Pánico en el bitcoin: la caída libre siembra la desesperación entre inversores apalancados
El bitcoin se precipitaba este lunes hacia los 3.000 dólares, un nivel que muchos daban por perdido, desatando el pánico entre quienes habían apostado su patrimonio y su crédito al activo digital. La caída, que superaba el 90% desde máximos históricos, empezaba a cobrarse víctimas colaterales: inversores que, según fuentes del mercado, habrían llegado al extremo de atentar contra su vida ante la imposibilidad de asumir las deudas contraídas.

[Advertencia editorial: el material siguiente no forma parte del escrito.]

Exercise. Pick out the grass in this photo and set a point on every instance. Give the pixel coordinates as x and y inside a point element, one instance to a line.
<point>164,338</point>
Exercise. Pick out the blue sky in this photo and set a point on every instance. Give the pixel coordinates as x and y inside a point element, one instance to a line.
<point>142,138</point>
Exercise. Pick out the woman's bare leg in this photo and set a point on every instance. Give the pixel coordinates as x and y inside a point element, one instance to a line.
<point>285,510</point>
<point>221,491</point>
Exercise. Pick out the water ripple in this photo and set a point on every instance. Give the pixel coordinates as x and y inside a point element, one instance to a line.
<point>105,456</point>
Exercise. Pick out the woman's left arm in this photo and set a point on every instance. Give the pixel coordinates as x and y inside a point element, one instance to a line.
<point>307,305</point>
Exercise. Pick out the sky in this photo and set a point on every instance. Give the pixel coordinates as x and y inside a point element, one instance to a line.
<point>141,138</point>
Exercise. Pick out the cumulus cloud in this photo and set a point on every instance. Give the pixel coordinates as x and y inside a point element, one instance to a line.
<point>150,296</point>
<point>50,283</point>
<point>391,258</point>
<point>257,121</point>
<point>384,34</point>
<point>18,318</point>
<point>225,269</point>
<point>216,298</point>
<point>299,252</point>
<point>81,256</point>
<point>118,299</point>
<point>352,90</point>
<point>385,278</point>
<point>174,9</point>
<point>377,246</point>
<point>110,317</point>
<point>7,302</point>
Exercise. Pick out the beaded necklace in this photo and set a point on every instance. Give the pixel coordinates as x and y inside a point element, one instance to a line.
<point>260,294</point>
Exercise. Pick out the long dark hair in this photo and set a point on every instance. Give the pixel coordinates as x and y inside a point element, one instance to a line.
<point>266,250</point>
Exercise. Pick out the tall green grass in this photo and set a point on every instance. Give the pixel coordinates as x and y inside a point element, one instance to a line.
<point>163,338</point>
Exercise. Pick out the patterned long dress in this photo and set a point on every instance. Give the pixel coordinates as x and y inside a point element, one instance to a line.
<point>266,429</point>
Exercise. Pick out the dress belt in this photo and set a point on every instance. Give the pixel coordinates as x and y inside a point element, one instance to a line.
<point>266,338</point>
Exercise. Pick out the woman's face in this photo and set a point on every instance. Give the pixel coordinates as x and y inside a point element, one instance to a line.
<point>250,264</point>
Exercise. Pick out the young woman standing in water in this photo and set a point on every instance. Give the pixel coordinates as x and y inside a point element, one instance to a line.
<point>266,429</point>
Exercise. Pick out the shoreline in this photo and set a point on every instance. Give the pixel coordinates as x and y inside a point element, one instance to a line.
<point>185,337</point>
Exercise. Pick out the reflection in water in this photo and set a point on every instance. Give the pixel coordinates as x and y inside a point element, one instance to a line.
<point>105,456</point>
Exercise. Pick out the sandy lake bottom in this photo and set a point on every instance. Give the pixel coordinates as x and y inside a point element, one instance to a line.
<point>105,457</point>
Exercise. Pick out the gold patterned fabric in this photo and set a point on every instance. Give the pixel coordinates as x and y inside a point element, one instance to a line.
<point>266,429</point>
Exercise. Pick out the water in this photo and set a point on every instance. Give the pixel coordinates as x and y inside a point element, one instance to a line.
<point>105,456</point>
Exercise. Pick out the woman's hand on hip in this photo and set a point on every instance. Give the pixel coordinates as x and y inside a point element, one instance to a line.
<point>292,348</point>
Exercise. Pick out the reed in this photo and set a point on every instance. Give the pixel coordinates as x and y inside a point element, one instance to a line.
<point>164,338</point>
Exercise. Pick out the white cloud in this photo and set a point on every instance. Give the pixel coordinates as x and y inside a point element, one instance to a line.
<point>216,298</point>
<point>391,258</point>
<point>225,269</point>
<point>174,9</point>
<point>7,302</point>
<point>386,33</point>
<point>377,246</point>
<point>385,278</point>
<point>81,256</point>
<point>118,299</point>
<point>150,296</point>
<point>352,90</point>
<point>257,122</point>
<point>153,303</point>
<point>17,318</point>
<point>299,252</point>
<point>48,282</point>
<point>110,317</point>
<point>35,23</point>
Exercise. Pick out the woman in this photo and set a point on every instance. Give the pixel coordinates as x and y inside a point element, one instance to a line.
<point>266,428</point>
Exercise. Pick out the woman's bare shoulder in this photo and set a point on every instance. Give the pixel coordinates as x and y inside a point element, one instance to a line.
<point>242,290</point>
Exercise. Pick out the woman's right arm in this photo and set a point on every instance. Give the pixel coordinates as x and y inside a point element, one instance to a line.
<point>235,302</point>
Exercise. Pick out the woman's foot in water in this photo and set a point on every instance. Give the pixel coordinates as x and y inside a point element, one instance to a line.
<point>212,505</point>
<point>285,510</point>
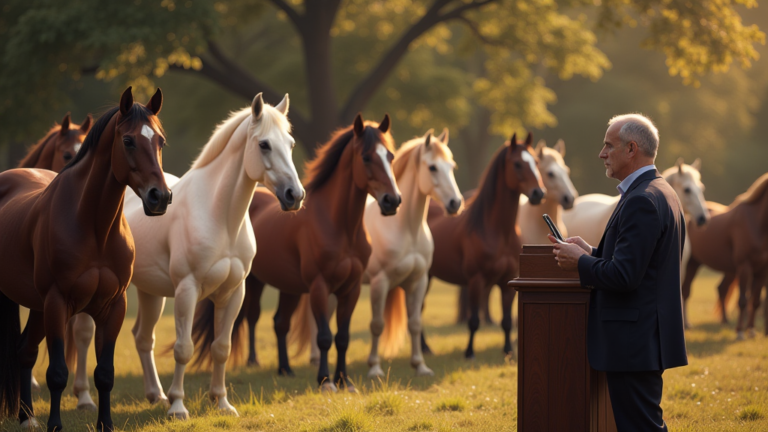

El desplome no respetaba a nadie. Hasta Michael Saylor, el gurú de MicroStrategy que predicó la compra masiva de bitcoin, estaba vendiendo, según rumores que corrían como la pólvora en los canales de trading. La noticia, aunque no confirmada, aceleró las ventas: si el mayor defensor liquidaba, ¿qué esperanza quedaba? Los argumentos sobre bitcoin como “reserva de valor ajena al fiat” sonaban a hueso vacío mientras el precio perforaba soportes clave.
Las posturas se polarizaban. Un sector veía confirmado el esquema Ponzi que muchos denunciaban: “Cuando cae, cae del todo”, repetían. Otros, los eternos holders, clamaban aguantar pérdidas del 25% con la fe de que resurgiría. Pero el número de conversiones al bando vendedor crecía. “Ya he vendido todo”, admitía un usuario que hasta entonces defendía el hodl. Y el oro, ese viejo refugio, se disparaba un 15% en el mismo periodo, generando una narrativa de que algo sistémico se cocía.
El argumento del casino frente a la cobertura oficial
La paradoja era que, mientras el pánico arrasaba en las carteras minoristas, algunos apuntaban que los bancos centrales estarían preparándose para comprar bitcoin a precios de saldo. Una teoría clásica de la escuela austriaca, según sus defensores, que veían en la corrección una oportunidad para que los estados acumularan reservas digitales. Pero esa supuesta cobertura oficial no frenaba la sangría.
El perfil del damnificado era el del inversor apalancado que pidió créditos para comprar la “monedita de Nakamoto”. Muchos de ellos, sin plan de contingencia, se enfrentaban ahora a una deuda impagable. La Fiscalía ya investigaba si la ola de desesperación había desencadenado suicidios, aunque las cifras oficiales no se habían hecho públicas. Lo cierto es que los foros financieros hervían de mensajes de angustia mezclados con humor negro y sarcasmo.
La pregunta que nadie respondía era si el bitcoin tocaría cero o si, como en ciclos anteriores, rebotaría desde el abismo. Pero cada vez sonaba más lejana aquella profecía de los 100.000 dólares. El mercado de criptomonedas, que llegó a capitalizar más de tres billones, se reducía a cenizas mientras los inversores minoristas pagaban el pato de la fiesta. Con los tipos de interés al alza y la liquidez retirándose, la volatilidad extrema recordaba que, en este casino, la banca siempre gana.